By Hans von Saxe on Oct 24, 2009 at 1:22 am
I recently visited Saigon / Ho Chi Minh City…seems that Ho was correct after all and the U.S. was wrong. Communism/ socialism works in Vietnam, and “we can still be friends”, as Ho said to Thomas after Thomas asked Ho if he were a communist…today the biggest concern for Vietnam is Communist China, not the U.S. In fact, the U.S, is Vietnam’s largest export destination. We made big. big mistakes in Vietnam. The world is not black and white.
By shtarka on Oct 26, 2009 at 4:13 am
The article highlights failure of U.S. foreign policy. U.S. always failed to understand Asia, Asians and their aspirations.

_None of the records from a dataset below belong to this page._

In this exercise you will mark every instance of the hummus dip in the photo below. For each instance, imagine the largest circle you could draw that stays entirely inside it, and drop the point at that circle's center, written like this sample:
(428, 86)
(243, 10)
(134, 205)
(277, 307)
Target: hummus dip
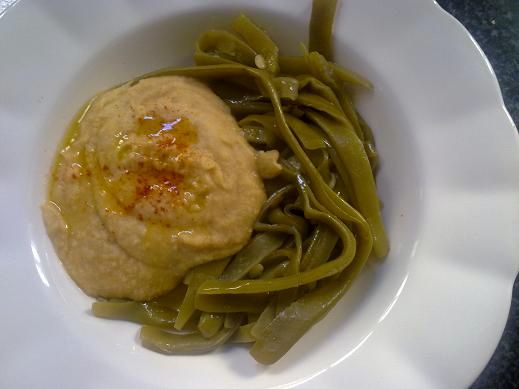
(154, 179)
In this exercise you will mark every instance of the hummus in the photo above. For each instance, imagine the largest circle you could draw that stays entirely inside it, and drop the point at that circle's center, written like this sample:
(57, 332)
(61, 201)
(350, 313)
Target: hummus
(155, 179)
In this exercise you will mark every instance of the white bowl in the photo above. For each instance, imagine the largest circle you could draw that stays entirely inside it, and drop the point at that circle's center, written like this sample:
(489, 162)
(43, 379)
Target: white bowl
(429, 316)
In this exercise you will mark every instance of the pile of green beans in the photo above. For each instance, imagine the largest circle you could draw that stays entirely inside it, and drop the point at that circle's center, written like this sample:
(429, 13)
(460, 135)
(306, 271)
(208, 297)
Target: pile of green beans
(321, 221)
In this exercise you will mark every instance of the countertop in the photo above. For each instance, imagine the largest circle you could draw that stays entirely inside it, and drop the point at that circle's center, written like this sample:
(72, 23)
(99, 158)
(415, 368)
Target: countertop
(495, 26)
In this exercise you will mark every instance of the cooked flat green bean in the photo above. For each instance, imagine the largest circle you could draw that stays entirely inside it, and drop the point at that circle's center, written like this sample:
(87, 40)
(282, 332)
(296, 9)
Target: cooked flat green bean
(169, 343)
(351, 151)
(142, 313)
(256, 38)
(243, 334)
(226, 304)
(321, 220)
(322, 243)
(321, 27)
(259, 247)
(210, 323)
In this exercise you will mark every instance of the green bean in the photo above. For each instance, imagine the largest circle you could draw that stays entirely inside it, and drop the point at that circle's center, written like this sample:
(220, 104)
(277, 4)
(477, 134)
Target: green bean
(351, 151)
(243, 334)
(287, 87)
(222, 46)
(325, 270)
(293, 66)
(259, 247)
(256, 271)
(226, 304)
(320, 104)
(310, 137)
(267, 315)
(142, 313)
(210, 323)
(276, 271)
(260, 42)
(277, 216)
(194, 279)
(321, 26)
(169, 343)
(281, 281)
(321, 246)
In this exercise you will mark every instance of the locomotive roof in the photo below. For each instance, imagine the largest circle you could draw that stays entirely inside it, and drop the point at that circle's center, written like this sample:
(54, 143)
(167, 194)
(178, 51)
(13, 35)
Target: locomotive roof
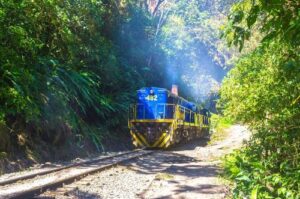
(169, 93)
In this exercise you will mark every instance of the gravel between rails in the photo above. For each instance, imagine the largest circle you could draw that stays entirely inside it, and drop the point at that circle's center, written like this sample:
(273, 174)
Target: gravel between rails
(186, 172)
(39, 182)
(48, 166)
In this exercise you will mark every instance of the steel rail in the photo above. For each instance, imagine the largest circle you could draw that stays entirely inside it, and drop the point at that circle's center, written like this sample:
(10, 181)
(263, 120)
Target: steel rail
(107, 162)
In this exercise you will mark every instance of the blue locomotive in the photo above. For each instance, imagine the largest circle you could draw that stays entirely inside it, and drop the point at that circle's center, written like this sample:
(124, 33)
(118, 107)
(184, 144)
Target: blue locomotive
(161, 118)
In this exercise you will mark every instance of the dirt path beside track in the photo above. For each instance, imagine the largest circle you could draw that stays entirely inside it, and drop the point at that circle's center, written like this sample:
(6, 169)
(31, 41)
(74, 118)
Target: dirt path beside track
(197, 178)
(190, 171)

By Afshin on Oct 28, 2009 at 2:42 am
yo dawg tht was pretty good ;)
By Christine on Nov 9, 2009 at 10:58 am
Afshin,
I disagree. The failure was more of an individual assessment and understanding of Ho. The U.S. would have worked with anyone willing to help against the Japanese, just as the U.S. allied with the Soviet Union against Germany. I confirmed this through a post-production interview with Major Defourneaux.
- Claude
By Claude Berube on Nov 14, 2009 at 8:55 pm
The real story is how Ho used the OSS. Although this history is pretty much historically accurate it nevertheless ends in a wrong conclusion because it begins with a wrong premise. This thinking belongs to the anti-war movement and PBS Vietnam: A Television History school of thought. It is the kind of thinking that seeks to blame the U.S. for the turn of nationalists into Communists simply because the U.S. didn’t help them when they came for help. Ho Chi Min was a committed Komintern type communist through and through who used nationalism and whatever means necessary to incorporate Vietnam into the international struggle for Communism. Even if the US had helped Ho obtain independence he would just have used the US and in the end establish a Communist regime just like Fidel Castro did. The naiveté of the OSS officers in taking Ho at his words as if he were some kind of George Washington is more than obvious. Later as the CIA they also believed the Castro brothers.